The solution to validating a certificate is to sign it with a trusted certificate called certificate authority. This is a certificate in which an application has total confidence concerning the validity of the certificates it has signed. Before signing a certificate, a certificate authority must proceed with a strict identification of the owner of that certificate.

Note: The private key associated to a Certificate Authority must be managed with care, as it is the entity in charge of the validity of all other certificates it has signed.

There are several companies (such as VeriSign, GlobalSign or RSA Security) that have established themselves as certificate authorities and provide the following services over the Internet:

  • Verifying certificate requests
  • Processing certificate requests
  • Issuing and managing certificates
Note: It is also possible to create your own Certificate Authority, but it is up to you to manage it securely.

Root Certificate Authority

A Certificate Authority signed by itself is called a Root Certificate Authority, meaning that the certificate issuer is the same as the certificate subject. Most of the time, such a certificate belongs to a company established as a Certificate Authority, and is used to sign certificate requests coming from different companies that want their own Certificate Authority. If a client certificate is signed by a Certificate Authority previously signed by a Root Certificate Authority, the client certificate can be validated by the Root Certificate Authority even if the Certificate Authority is not present.

For example, if a company wants to buy a Certificate Authority from VeriSign, VeriSign signs that Certificate Authority with its own Root Certificate Authority. The company can then create certificates with the Certificate Authority provided by VeriSign and connect to secure servers without providing them their own Certificate Authority. The secure server, of course, has to know the VeriSign Root Certificate Authority.

Certificate Chains

A certificate authority may issue a certificate for another certificate authority. This means that when an application wants to examine the certificate of the issuer, it must check all parent certificates of that issuer until it reaches one in which it has confidence.

The certificate chain corresponds to the number of parent certificate authorities allowed to validate a certificate.

Certificate Authority List

A Certificate Authority List is a list of all certificate authorities considered as trusted by one application, classified by order of importance. Each of these certificates allows the authentication of a certificate presented to that application from a remote peer.

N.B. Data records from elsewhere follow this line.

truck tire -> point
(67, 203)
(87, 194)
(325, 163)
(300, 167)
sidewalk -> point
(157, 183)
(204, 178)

Note: With most applications, the Certificate Authority List is a concatenated file of all certificate authorities.

Certificates and private keys storage

The entire concept of security is based on the publication of the public key, and the privacy of the associated private key. For maximum security, it is critical to restrict the access of the private key to the owner of the certificate and associated private key.
Note: Some companies provide systems to manage certificates and private keys in complete security.

UNIX™ systems

As the UNIX system is already able to restrict the access of a file to only one person, simply restrict access to the private key to the owner of that key to achieve a good level of security. This provides enough security to allow a Genero Web Services client to perform secured communications in the name of the certificate and private key owner, because access to the private key file is granted only if the correct user has logged in.

Windows® systems

Windows has an integrated key store system to manage certificates and private keys. It allows the registration and the storage of X.509 certificate authorities, as well as personal X.509 certificates and their associated private keys accessible only if the correct user has logged in. It is recommended that you store the certificate and associated private key in the Windows key store instead of in files on the disk.